Crónica urbana: enes-ene
Su nombre no lo sé. Es posible que ya ni ella misma pueda recordarlo; pero seguro debe tener uno. Alguien debe haberle puesto un nombre alguna vez, alguien lo habrá pronunciado dulcemente, quizás susurrado. Alguien quizás lo gritó en un noche y lo habrá repetido, tarde a tarde, como un himno.
No sé el sonido de su voz. No la he escuchado. No sé si es ronca como el son de los tambores, o pequeña, diminuta, tibia o, acaso, irritante e hiriente como un alarido. No sé nada de la metamorfosis de esa voz que ahora es seguramente diferente de lo que fue en otro tiempo pasado, si es verdad que todo tiempo termina por pasar.
La vi de paso. No la conozco, ya lo dije. No puedo aportar información sobre su identidad. No sé nada de ella como no sea el estallido de dolor que me dio verla. No sé nada de ella, como no sea ese estallido que perdura.
De sus manos no sé las formas ni la tela de su piel. No sé si son huesudas, largas, finas, zigzagueantes, ásperas como el invierno o dulces como las caricias del amor. No sé su oficio, sus labores, su cotidianeidad, su construcción, su herida. No sé, insisto, no puedo decir estos detalles.
En realidad, de ella, en particular, no sé absolutamente nada como no sea lo que, en general, puedo saber de personas como ella.
Ni siquiera tuve acceso a su mirada. No sé ni del color ni del brillo de sus ojos ni, claro, puedo recordar lo que no sé. Cómo era que miraban, porque seguro que habrá habido alguna vez en que los ojos de ella hayan mirado llenos de brillos cuando por alguien eran vistos, reconocidos en un sobresalto de tibieza para tocarle el alma y acusar a su piel.
La vi erguirse a pocos metros de mí, como brotando desde la vereda de una avenida de la city, surgir desde un lío de nylon y trapos que, no era difícil inducir sería todo su hogar y su morada. Era ágil, de un cuerpo bastante joven , alto, bien proporcionado. Tenía una remera rayada y unas calzas ajustadas. No alcancé a ver si tenía cubiertos sus pies, ni el tono exacto de los cabellos que, me parece, eran largos.
Fue una instantánea. Apenas un segundo en que su vida y la mía se cruzaron. Se dirigió resueltamente al árbol más cercano, hizo una ojeada distraída alrededor y, sin detenerse mucho en los hallazgos, bajó las calzas hasta el suelo dejando el culo y las piernas puestas de lleno hacia la cara de la luna y se agachó.

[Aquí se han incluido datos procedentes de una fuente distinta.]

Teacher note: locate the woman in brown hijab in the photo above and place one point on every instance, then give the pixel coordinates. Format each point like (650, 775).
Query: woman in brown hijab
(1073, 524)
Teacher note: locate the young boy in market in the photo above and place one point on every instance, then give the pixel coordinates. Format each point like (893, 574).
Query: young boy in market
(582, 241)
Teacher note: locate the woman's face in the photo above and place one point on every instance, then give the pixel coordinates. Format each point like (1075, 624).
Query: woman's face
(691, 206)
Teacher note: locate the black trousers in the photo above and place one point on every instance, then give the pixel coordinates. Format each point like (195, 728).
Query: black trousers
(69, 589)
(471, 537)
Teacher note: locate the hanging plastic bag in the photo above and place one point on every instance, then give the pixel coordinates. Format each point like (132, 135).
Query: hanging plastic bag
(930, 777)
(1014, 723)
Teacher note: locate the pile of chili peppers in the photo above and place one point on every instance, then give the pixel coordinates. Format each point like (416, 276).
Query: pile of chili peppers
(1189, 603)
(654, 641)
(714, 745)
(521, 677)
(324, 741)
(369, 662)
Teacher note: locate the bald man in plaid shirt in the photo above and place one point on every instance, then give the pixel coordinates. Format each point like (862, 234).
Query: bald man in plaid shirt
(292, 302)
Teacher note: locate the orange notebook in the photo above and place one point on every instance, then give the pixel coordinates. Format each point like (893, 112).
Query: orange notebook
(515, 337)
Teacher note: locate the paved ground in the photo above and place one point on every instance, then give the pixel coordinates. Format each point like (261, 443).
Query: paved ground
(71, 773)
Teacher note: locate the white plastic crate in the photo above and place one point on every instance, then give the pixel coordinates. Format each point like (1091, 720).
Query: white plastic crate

Eso es todo lo que podría decir de ella. Nada más que ese instante. Nada más que su cuerpo, bastante joven, bien proporcionado, ya lo dije, de espaldas a la luna, golpeándome en el centro de mi rostro, escupiéndome su desvergüenza, congelando mi risa, arrastrando mi propia imagen dentro de mí, clavándome esta pena sin nombre ni apellido.